Not so. I suspect most of us are happy with something rather than nothing when it comes to the language. Any little encouragement gives us a chance to say: “Look, children, did you hear that Brad and Angelina are going to Oideas Gael to research their next film about how a cell of Gaeilgeoirí plot to take over the world? They are calling the movie, Mr and Mrs Mac Gabhann.”

Something rather than nothing. That is why many people get so annoyed with smug Government statements about the language; about how ministers of state are a bit rusty but can be sent off on a course to begin their journey to enlightenment. We know all about courses – we are on that journey and are paying for that journey and saving up for the next journey. (What mugs, eh? Practising what we preach and actually paying for it out of our own pocket! A career in politics does not beckon!)

Our children speak English – we just want them to have the chance to speak a bit of Irish and to know that speaking that bit of Irish is a “good thing”. We want them to have an active cultural life as well as the one that involves twitter, downloads and dancing to MTV. They have all that already. We just want to give them something extra, to show them a little corner of Ireland that still exists, just about, in An Ghaeltacht.

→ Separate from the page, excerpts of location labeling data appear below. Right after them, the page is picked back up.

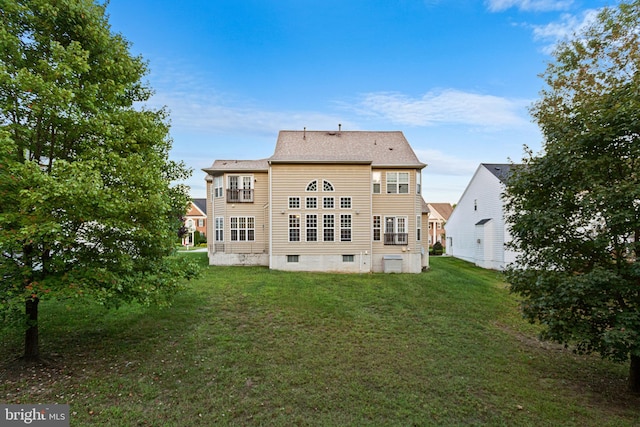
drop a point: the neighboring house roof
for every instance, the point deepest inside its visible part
(443, 209)
(483, 221)
(425, 207)
(500, 170)
(238, 166)
(201, 204)
(380, 149)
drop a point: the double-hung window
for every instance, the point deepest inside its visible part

Anyone who visits the Gaeltacht knows that the physical sign that marks the border between Gaeltacht and Galltacht is misleading. Passing those famous “An Ghaeltacht” markers does not mean that you have crossed into a linguistic territory in the way in which you might cross from France to Germany. No, the Gaeltacht is altogether more porous. You will find native speakers but it might take you a bit of time. They are there, however, out in the fields and hidden up little roads and, if you are lucky, you make an acquaintance or two that stands you in good stead for the rest of your life.

That said, I was not sending the girls to the Gaeltacht with orders to put a GPS tracer on every native speaker they met. Yes, there is the linguistic element – that they hear something rather than nothing. And they did and they learnt something. One got her Silver Fáinne and is “tots sásta” and one got a couple of gold stars for effort and is happy with that for the moment. They enjoyed the course, made new friends and met people from places as far away as Dublin. (Dubliners in the Donegal Gaeltacht sounds like a Paul Durcan poem.) They are both using more Irish than they did before they left and are, at the time of writing, happy to go back next year.

Something rather than nothing.

I know that 30 years ago when I began to learn Irish seriously I had to go to the Gaeltacht. I am glad I had the chance. I am glad that my children have had the chance. I would like to think that in another 30 years – if the good Lord spares me – there might still be a Gaeltacht. I would like to think that there will be another generation of buachaillí and cailíní who get to know the kindness of a bean an tí; who get to dress up at a Céilí Bréagéadaí; who get to dance Tonntaí Thoraí in the sight of the island itself; who cry at the Céilí Mór; who walk home with friends in the dark night with all the stars shining in the sky.

Many of us have been on the journey that Joe McHugh is beginning. No one would wish him anything but good luck. Let us hope he gets something rather than nothing out of it – but let the Government remember also that we are not the ones letting them down by not speaking Irish, they are the ones letting us down.